Can one say that the passion for thought and the profound musicality of this work obstruct its "sensuality"? Yes, one can. But there is pure artistic fervor here, and it is gripping. If the listener can forget about plots -- like the ones that novels, films, and operas tend to have in order to be understood -- he will embark on a musical adventure of the most artful complexity, freed from all expectation. Even if, as in this production, the matter of conveying the text to the listener still needs work.

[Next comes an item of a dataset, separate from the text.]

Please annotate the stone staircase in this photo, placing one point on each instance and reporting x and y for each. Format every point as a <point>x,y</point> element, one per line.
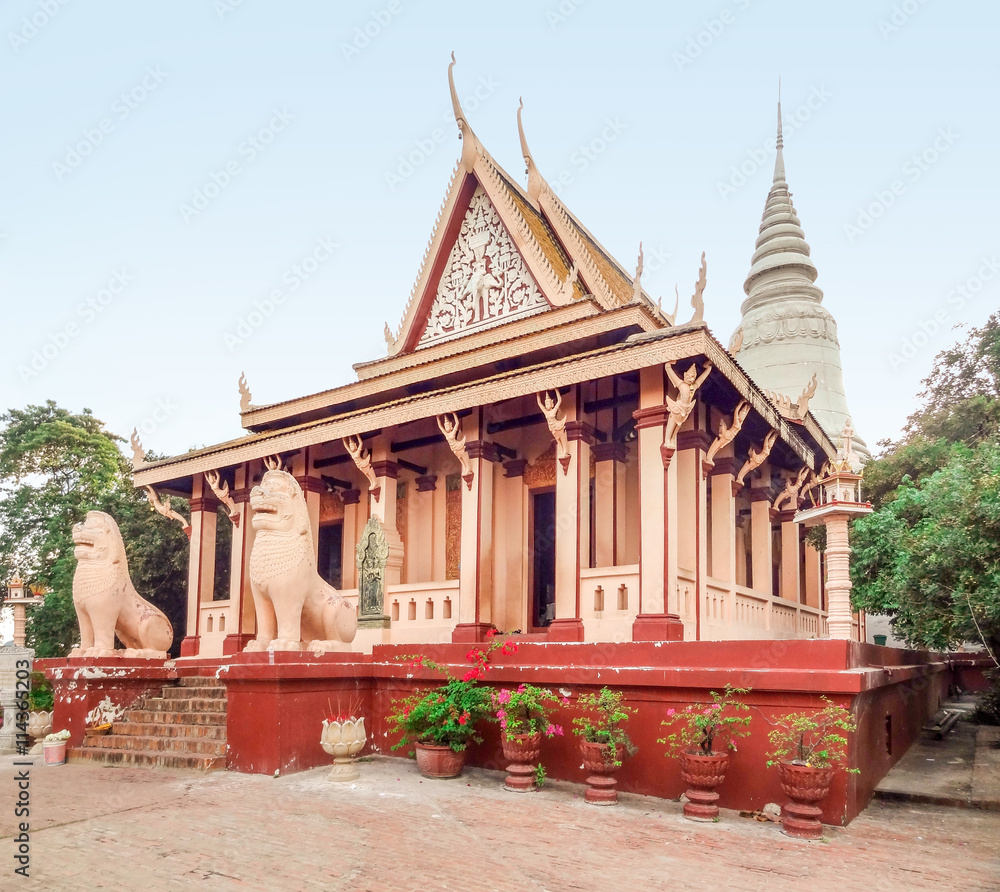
<point>185,727</point>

In any case, there was much applause in the Prinzregententheater and no howls of protest. After the premiere, Peter Ruzicka compared this piece to Helmut Lachenmann's epic Mädchen mit den Schwefelhölzern. And rightly so. Brian Ferneyhough's opera is an apex of modern operatic artistry, and the greatest co-production of the Biennial to date. Performances are booked in London, Paris, New York, and at the Ruhrtriennale. A incredible finale for the Munich music theater festival.